Saturday, January 7, 2012

Citrus and Sunshine

It's a bit hard to believe, but today is January 7th, and it reached 60 degrees.  The sun was brilliant, and it was wonderful to be outside.  We even hung towels on the line to do most of their drying.  (We finish them in the dryer, since they can get cardboard-y if they dry only in the sun.  And I'll tell you what, for me, fluffy towels are one of life's simple luxuries.)

I also picked parsley from the garden today.  As you can imagine, during most winters, by now the parsley is a pile of green sludge.  Strange things are afoot, indeed.  Like I said in an earlier post, though, you won't hear me complaining!


Tonight's dinner, Sauteed Chicken over Wilted Spinach with Kumquat Sauce, is one that I don't make often.  It relies on kumquats, which aren't too common here in New England.  Strangely, I got two pints of them within a week of each other, one as a joke from one of my husband's co-workers, and one from my sister, in my annual Christmas citrus gift box (oh, how that box makes me so happy!).  I knew immediately that this recipe was on the docket.  The nice thing about kumquats, like most citrus, is that they keep for a long time if properly stored (I keep mine in the apple storage drawer of the refrigerator, and they're good for up to two months...if they last that long, of course.)

The other  nice thing about kumquats, if you're not familiar with them, is their mouth-puckering taste.  I think they seem to have a little bit of all citrus flavors in them; while the first hit is a bitter/sour thing, if you don't immediately spit it out (which I did the first time I ever had them) you get notes of lime, orange, lemon, meyer lemon, and grapefruit...all in one tiny fruit no bigger than a walnut.  They're seedy little devils, so while you can eat them whole (and I do, especially since the ones we've gotten are organic--but rinse them well) you may want to chew carefully, kind of like with seeded grapes.  This recipe calls for slicing them thinly, which means you need to stop frequently to pull the seeds out--some of the ones I used tonight had eight seeds in them!

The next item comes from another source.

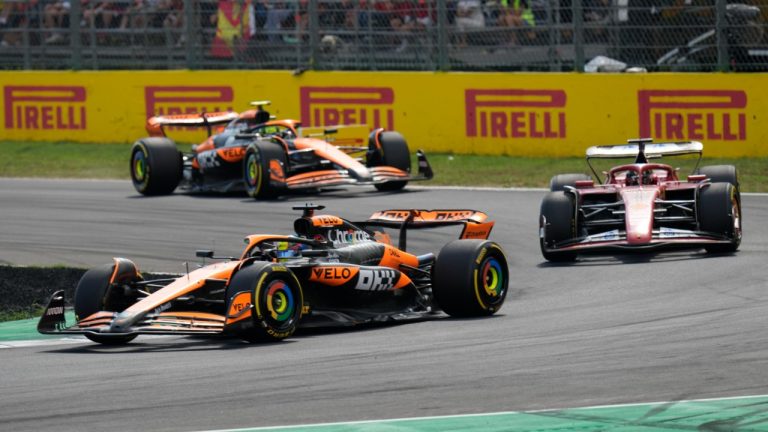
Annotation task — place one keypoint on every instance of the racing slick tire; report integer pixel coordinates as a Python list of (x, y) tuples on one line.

My dad found the recipe for the chicken dish in the much mourned, late, great Gourmet magazine.  He raved about it, so naturally I had to give it a shot.  And, oh...just yum!  I usually serve it with a side of mashed potatoes, or with crusty bread to mop up the sauce that's left.  Barring that, I'd be willing to lick the plate clean.

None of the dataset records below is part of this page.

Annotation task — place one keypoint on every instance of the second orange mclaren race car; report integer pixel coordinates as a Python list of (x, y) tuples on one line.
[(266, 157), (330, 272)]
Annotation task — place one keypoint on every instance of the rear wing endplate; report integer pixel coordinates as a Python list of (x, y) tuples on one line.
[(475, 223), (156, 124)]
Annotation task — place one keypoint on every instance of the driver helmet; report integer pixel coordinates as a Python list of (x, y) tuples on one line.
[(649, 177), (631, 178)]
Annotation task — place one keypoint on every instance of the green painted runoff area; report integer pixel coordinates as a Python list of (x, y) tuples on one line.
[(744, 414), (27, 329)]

Sauteed Chicken over Wilted Spinach with Kumquat Sauce
from Gourmet magazine
(I followed the recipe to the letter, except I doubled the kumquats.  Go with the original three if you're afraid it will be too tart.)

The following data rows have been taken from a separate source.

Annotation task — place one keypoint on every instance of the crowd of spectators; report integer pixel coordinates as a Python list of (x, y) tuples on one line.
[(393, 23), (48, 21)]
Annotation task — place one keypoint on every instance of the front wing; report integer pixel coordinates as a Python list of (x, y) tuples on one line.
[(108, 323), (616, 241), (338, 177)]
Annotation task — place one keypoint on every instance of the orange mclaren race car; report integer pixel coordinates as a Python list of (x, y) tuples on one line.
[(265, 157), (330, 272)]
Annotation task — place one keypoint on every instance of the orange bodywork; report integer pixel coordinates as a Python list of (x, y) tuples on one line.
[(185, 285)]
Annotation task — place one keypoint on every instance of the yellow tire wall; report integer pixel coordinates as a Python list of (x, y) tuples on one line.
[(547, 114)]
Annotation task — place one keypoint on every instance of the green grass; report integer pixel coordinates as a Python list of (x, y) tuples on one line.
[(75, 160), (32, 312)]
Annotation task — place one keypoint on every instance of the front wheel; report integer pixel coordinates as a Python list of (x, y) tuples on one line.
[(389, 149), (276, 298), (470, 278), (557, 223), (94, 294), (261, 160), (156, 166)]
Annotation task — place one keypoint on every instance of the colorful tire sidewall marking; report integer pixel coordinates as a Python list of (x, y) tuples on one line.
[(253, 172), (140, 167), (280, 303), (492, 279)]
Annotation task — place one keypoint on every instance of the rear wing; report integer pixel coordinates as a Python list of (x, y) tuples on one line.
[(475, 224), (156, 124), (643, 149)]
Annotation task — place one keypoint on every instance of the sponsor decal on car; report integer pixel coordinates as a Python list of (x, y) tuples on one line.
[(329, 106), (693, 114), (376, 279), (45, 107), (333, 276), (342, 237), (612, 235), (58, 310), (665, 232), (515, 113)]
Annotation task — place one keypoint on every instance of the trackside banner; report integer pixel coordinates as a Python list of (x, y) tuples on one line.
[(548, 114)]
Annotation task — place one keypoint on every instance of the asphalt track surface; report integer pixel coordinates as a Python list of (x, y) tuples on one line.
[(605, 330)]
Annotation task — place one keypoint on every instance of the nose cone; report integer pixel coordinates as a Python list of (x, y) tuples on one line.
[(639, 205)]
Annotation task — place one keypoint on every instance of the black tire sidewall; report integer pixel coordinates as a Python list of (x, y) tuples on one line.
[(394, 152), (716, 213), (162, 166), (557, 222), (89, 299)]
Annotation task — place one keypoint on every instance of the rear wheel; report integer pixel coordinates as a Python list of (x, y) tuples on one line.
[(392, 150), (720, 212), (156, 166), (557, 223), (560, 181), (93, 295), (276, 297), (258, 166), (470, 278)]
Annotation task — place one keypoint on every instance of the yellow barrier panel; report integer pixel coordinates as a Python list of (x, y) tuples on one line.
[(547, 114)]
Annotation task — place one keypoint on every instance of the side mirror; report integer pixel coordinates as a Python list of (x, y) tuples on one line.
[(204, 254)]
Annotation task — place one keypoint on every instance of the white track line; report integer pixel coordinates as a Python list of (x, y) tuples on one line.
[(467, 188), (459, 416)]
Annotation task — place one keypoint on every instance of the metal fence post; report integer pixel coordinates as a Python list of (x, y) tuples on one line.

6 kumquats, thinly sliced, seeds removed
1 large shallot, thinly sliced into rings (about 1 cup)
2 bonless chicken breast halves, skin on; patted dry
1 tbsp butter (I used 1/2 tbsp butter, 1/2 tbsp olive oil...so okay, I didn't follow it to the letter)
2 tbsp sugar
1/3 cup water
3 tbsp white wine vinegar
1/8 tsp dried hot red pepper flakes
1 tbsp chopped fresh parsley
4 cups packed spinach leaves, washed and dried (about one bunch)
salt and pepper, to taste

1.  Preheat a large skillet over medium-high heat; melt butter and olive oil.  Season both sides of the chicken breast with salt and pepper and saute, skin side down, until skin is golden and crisp, about 5-7 minutes.  Turn chicken over and cook until just cooked through, another 5-7 minutes.  Lower the heat if it seems the bottom is browning too fast.

2.  Transfer chicken to a plate and keep warm.

3.  Add shallot to fat remaining in skillet and cook, stirring frequently, for one minute.  Sprinkle sugar over shallot and cook, undisturbed, until sugar is melted and golden.  Immediately stir in kumquats, water, vinegar, and red pepper flakes and simmer, stirring, until sugar is dissolved.

4.  Stir in parsley, and salt to taste.  If sauce is too liquid, simmer until thickened to desired consistency, between 1 and five minutes.

5.  Transfer two-thirds of sauce to a small bowl.  To remainder of sauce in skillet, add spinach and salt to taste, turning with tongs til just wilted.

6.  Divide spinach between two plates, top with chicken.  Spoon reserved sauce over top.